Senior Linguist (Speech)
Build India’s sovereign AI stack for a billion people and shape the future of technology


Job Summary
The Speech Linguist Lead will own both pretraining data quality validation and model output evaluation for BharatGen’s speech technology efforts. You will design validation frameworks for large-scale ASR/TTS datasets, define linguistic and acoustic quality standards, and evaluate model outputs for intelligibility, fluency, and naturalness. This role requires a linguist or speech technologist who can bridge linguistic theory, acoustic data understanding, and operational execution — collaborating closely with ML engineers, data collection teams, and freelance linguists.
Key Responsibilities
- Speech Data Quality & Pretraining Validation:
- Define and operationalize quality standards for large-scale speech datasets across multiple Indian languages.
- Validate audio-text alignment, transcription accuracy, phonetic coverage etc. using structured sampling strategies.
- Establish quality review loops for vendor- or freelancer-generated ASR and TTS data.

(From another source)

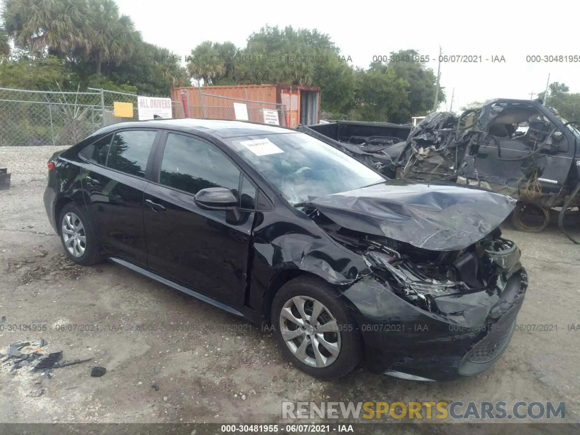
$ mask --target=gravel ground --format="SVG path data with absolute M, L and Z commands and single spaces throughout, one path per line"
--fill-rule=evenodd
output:
M 62 147 L 0 147 L 0 168 L 12 172 L 10 184 L 46 179 L 46 162 Z
M 119 266 L 68 261 L 42 200 L 46 161 L 57 149 L 0 147 L 0 166 L 13 180 L 0 191 L 0 316 L 5 325 L 46 327 L 5 328 L 0 352 L 42 337 L 46 351 L 63 350 L 63 359 L 95 359 L 53 370 L 51 379 L 0 369 L 0 423 L 281 422 L 284 400 L 566 401 L 566 421 L 579 421 L 580 331 L 568 325 L 580 324 L 580 259 L 556 228 L 504 231 L 521 248 L 531 282 L 519 323 L 556 330 L 516 332 L 495 365 L 461 382 L 411 382 L 357 369 L 324 382 L 282 360 L 271 334 L 227 313 Z M 136 331 L 137 324 L 156 329 Z M 60 330 L 69 324 L 88 327 Z M 90 377 L 93 365 L 106 374 Z M 431 433 L 431 425 L 413 427 L 397 433 Z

- Recommend data cleaning, filtering, or balancing strategies to ML teams for improving pretraining corpora.
- Model Evaluations:
- Design and operationalize evaluation frameworks for speech models — covering recognition and generation.
- Define metrics and rubrics for intelligibility, fluency, pronunciation accuracy, prosody, naturalness, and contextual appropriateness.
- Develop and maintain human evaluation pipelines, including listening tests, MOS (Mean Opinion Score) surveys, and structured rating rubrics.
- Implement inter-annotator agreement tracking, quality audits.
- Process Design & Collaboration:
- Collaborate with the Data Operations Manager to structure validation and evaluation workflows across multiple languages.
- Train and mentor linguists and annotators on speech data quality and evaluation standards.
Minimum Qualifications and Experience
- Master’s or PhD in Linguistics/Computational Linguistics with a focus on speech with 3+ years of experience in speech technology projects (ASR/TTS)
Required Expertise
- Experience in designing or supervising speech annotation or evaluation workflows.
- Experience collaborating with ML teams to interpret or improve model performance.
- Experience in designing or evaluating ASR or TTS systems in Indian languages.
- Familiarity with speech corpus design — phoneme balancing, prosody control, or expressive speech.
- Prior work with human evaluation frameworks (listening tests, MOS, A/B testing).